The Tech Munch: 2012

Sunday, November 25, 2012

Babbage's Difference Engine in Action

I used the holiday season to visit the computer history museum in Mountain View. It was not the first time I had visited this wonderful museum (a must see if you ever visit the Silicon Valley), but it was the first time I saw their Babbage machine (Difference Engine #2, Serial 2) in action (it was in repair due to the shipping damage last time I visited the museum). When I saw the double helix pattern appearing when the machine turned to do a calculation, I was speechless. It's like seeing the birth of the modern computer!

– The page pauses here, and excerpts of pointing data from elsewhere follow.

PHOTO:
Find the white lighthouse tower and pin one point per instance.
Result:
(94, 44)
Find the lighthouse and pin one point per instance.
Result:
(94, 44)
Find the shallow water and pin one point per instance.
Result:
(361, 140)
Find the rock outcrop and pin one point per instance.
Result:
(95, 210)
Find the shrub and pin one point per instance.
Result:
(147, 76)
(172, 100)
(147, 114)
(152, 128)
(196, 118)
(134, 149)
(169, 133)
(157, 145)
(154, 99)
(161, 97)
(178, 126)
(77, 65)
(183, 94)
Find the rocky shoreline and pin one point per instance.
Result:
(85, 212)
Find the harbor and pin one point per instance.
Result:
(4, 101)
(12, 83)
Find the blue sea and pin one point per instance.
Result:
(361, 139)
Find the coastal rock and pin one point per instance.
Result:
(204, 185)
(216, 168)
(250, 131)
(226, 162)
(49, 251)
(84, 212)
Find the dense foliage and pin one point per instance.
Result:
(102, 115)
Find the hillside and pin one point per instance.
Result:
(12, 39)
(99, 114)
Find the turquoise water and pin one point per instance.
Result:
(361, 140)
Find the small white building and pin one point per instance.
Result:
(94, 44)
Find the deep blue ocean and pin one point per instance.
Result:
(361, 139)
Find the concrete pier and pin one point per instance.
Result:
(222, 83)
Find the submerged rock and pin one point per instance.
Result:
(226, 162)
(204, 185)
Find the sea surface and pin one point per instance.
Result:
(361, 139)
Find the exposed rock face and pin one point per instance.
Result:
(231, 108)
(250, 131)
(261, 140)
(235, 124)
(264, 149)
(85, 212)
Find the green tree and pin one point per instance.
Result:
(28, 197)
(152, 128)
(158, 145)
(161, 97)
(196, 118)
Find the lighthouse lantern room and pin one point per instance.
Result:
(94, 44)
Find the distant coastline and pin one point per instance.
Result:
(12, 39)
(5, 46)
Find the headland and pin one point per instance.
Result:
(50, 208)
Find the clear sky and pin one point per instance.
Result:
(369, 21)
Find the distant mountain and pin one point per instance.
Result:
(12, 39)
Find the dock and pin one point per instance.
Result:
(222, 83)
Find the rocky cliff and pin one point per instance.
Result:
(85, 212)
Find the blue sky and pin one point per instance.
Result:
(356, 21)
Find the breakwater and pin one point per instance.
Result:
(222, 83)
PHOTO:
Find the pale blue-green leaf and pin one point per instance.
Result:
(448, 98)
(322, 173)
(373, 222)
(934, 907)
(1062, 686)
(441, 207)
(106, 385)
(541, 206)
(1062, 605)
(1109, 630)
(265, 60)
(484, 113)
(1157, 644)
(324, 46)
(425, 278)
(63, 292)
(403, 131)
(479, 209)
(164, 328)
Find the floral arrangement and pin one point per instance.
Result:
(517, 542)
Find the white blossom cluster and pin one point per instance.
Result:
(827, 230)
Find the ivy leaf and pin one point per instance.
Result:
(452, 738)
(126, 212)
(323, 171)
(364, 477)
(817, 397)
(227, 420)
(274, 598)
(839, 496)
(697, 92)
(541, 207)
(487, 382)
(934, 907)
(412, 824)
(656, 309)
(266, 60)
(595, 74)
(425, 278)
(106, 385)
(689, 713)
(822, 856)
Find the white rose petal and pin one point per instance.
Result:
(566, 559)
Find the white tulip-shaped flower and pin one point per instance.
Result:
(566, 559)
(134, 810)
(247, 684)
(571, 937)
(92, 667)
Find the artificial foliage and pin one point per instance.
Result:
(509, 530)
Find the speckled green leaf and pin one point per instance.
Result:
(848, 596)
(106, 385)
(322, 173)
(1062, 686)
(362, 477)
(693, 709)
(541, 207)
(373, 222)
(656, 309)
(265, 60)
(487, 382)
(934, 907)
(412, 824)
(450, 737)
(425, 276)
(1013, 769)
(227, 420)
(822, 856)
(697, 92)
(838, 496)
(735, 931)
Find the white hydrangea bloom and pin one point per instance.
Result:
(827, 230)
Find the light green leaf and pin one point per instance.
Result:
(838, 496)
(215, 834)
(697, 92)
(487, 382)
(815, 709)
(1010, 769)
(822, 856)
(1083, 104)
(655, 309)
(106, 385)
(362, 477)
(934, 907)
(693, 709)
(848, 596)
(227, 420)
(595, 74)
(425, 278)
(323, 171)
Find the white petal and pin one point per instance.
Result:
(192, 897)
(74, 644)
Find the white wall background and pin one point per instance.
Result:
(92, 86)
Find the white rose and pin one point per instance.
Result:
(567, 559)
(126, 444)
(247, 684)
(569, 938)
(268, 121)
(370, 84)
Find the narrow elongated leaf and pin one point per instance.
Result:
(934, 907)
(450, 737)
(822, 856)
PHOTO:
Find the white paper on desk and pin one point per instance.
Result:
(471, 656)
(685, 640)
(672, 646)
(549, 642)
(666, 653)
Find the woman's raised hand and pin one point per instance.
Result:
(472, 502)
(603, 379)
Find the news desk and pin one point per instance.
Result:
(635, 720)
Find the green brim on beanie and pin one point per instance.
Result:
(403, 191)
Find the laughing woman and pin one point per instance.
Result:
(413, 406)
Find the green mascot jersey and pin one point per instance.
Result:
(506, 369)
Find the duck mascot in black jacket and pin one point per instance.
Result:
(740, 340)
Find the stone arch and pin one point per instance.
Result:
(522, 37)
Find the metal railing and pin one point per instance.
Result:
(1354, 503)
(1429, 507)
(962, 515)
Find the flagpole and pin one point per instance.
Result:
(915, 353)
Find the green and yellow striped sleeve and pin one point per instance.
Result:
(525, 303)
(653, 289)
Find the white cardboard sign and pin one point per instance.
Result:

I would not go into the details about the machine, for which I encourage you to visit the museum (or the Science Museum in London), but I found a few "design principles" Babbage applied to the machine quite interesting. For example, to "improve" the speed of the calculation, the machine was designed to do the calculation in parallel. Babbage also added a printing system, a design he borrowed from his "analytical machine" (which he never finished). This reusable module could even print different fonts! He also designed the wheels in such a way that if some mechanical parts were out of sync (so they would generate wrong results) they would jam the whole machine so a properly functional machine would never generate incorrect calculations. It's fascinating to see those design ideas or safety mechanisms applicable even in the modern software or hardware design.

One interesting anecdote about the machine. The restoration project was sponsored by Microsoft's ex-CTO Nathan Myhrvold. He ordered a duplicate to be made so he could display it in his living room. It was on loan to the computer history museum when he was getting his home ready. Well, let's hope his home remodeling takes a bit longer so more people can see this wonderful machine in its full glory.

One of the two fully restored Babbage difference engines in the world.

Details of the difference engine You can read the results of the calculation here or have it printed.

The printing system. It supports multiple fonts.

Tuesday, September 25, 2012

Thought on AWS's Fast I/O Instance

A while back I wrote a blog on how to use Delphix in AWS cloud. It was sort of a thought experiment, because the performance of EBS was too slow for serious database usage. However, with the release of Amazon's latest high performance EC2 SSD instance, things changed. Netflix had done their Cassandra benchmark with the new instance. They were able to use this instance to replace the m2.4xlarge instance with cache and cut about 60% of cost.

To me, the fast I/O EC2 instance now makes AWS very attractive to be used for data intensive analytics project. It also means you can really run databases in the cloud without relying on heavy (sometimes custom) caching*. I can hardly wait to see if I can use it in my future project.

*See the very interesting five-minute rule on how SSD improves the disk performance.

Sunday, July 15, 2012

Exciting Python Machine Learning Package (scikit-learn)

A while back, I blogged about using rpy2 to leverage the power of plotting and aplenty model selection of R in python. It's usable but still a bit cumbersome. Turns out there is even an easier way to do machine learning in python: use the scikit-learn.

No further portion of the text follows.